We spent a good chunk of today at or around the international airport, but it was actually a really good day. One of the best parts was the delightful misunderstanding at lunchtime.
Now, to understand the significance of part of it, you must first know what happened yesterday. My mom, my stepdad, my stepsister and her boyfriend, and I went to lunch at a restaurant in The Galleria. My mom and stepdad went in first, while we kids went to look at a Lamborghini just outside the doors. When we filed into the restaurant, we saw them heading up the stairs, and followed. They told us up top that the waitress downstairs had told them to pick a seat anywhere, and had specifically mentioned that whether upstairs or downstairs was of no importance – it was open seating.
However, a waitress was rather snotty with us when we mentioned this upstairs, after asking kindly if a certain table could be wiped down before we sat down at it. She declared that we needed to check in with the hostess (but would not help us find the hostess, even when we asked kindly) and that there was a wait time, and we could not pick our own seats.
About two minutes after finding the hostess, we were seated at the table we had originally found (and then requested). And the guy setting the table was unfathomably slow, leaving us all standing, watching, as he finished setting the flatware. (Not sure why anyone was bringing us to a table that wasn’t ready yet, but it just made us laugh at how ridiculous it all was.)
We were quite nice to everyone, keeping always in mind the fact that it was a holiday and that we were grateful for their being there. A good handful of the people at this place seemed just ready to throw things at people for the simple defiant act of existing. Nonetheless, we got our table and, eventually, food and all, and it was a good time all-in-all.
Now, fast forward to today, lunchtime. We found a Mexican place that was near the airport – and I mean Mexican, not Tex-Mex, and not non-Mexicans who claim to have Mexican food and whatnots – and was open. My stepdad went in first, while we all parked the car. My mom, my stepsister and her boyfriend, and I all walked in in a row as another family was leaving, excusing ourselves in Spanish as we bumped paths and all (I meant it, when I called it a Mexican place.). As I walked in behind my mom, I saw my stepdad standing next to a table just two over from the door. He said that the lady told him that we could sit there, but he was going to the bathroom now.

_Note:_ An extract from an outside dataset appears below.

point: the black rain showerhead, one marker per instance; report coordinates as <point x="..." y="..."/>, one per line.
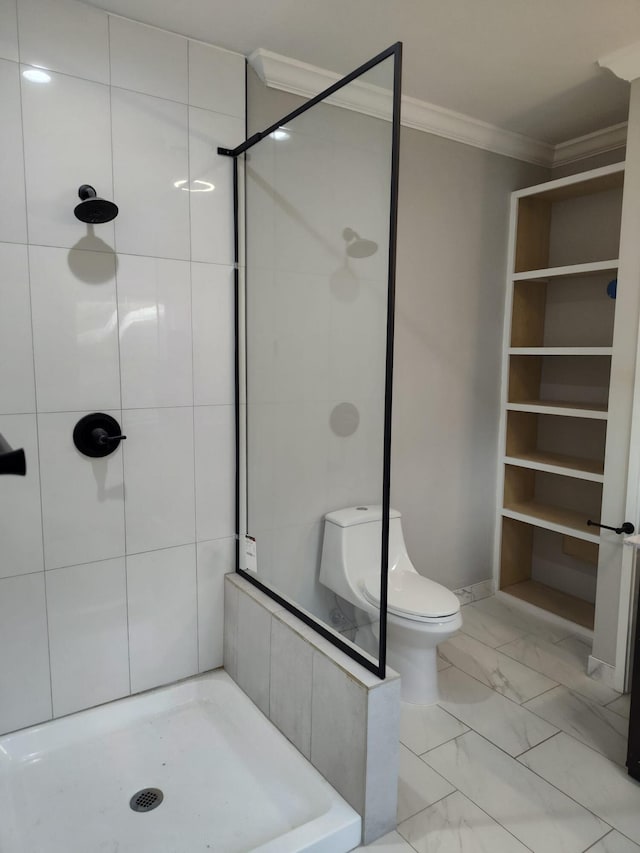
<point x="356" y="246"/>
<point x="92" y="209"/>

So, we all slide into the booth and begin discussing whether there might be bleach in the cleaner (because the table was still damp from being cleaned and smelled a bit of bleach, but my mom had on black long-sleeves, and so wanted to be cautious about touching the table, if there were bleach in the cleaner), when a lady comes to our table and, in English, apologizes, but this table is already for another family. Could we please wait just a minute over here?
I turned to my mom, and asked her what their deal was with tables right now, and she could hardly fathom it herself, giving a genuine I have no idea. So, we stand up, the boyfriend telling the lady in Spanish not to worry and that we were completely okay. We wait to the side for perhaps 45 seconds. Then, the lady tells us that, okay, you can sit in this booth (the one just next to where we had sat down, and that was almost exactly the same). So, we sit, and comment how it is drier that the other table was. I sniff the table, and my stepsister fusses at me not to do so, but I explain that I was merely smelling for bleach, and she laughs.
My stepdad eventually returns, someone comes and takes our drinks orders (in Spanish, of course), and then the original lady comes to take our drink orders. I notice passively that no one ever sat at the table next to ours. We tell her that someone already had done so, but we are ready to make our food orders, however (all in Spanish, of course). Then, before taking our food order, as she looks at all of us, she says something surprising.
Apparently, since she spoke to my stepdad in Spanish originally, it was a non-compute that the rest of us would be the family with him. Though the boyfriend is from Mexico, he has blue eyes. I am dirty blonde and blue-eyed, and my mom is sort of a brown-haired, brown-eyed, older version of me. My stepsister just kind of blended in with us, since we were the majority look of our little group. So, we were the foreigners, so to speak, and clearly weren’t the family of the original guy who’d asked for the table a few minutes ago. She didn’t explain all of that, of course. We deduced that. But she did say (in Spanish) that she had thought that we did not belong to the gentleman to whom she had given the table, and so she told us that the table was taken by someone else. But, upon seeing that that same gentleman was at the new table, she realized her mistake. So, she apologized for it a few times, and we all enjoyed a good laugh at the whole thing.
No one ever ended up sitting at the table behind us, until the last few minutes that we were there, when a single man sat down to wait for someone or something briefly (so it seemed).
So, those were our adventures with table miscommunications this week.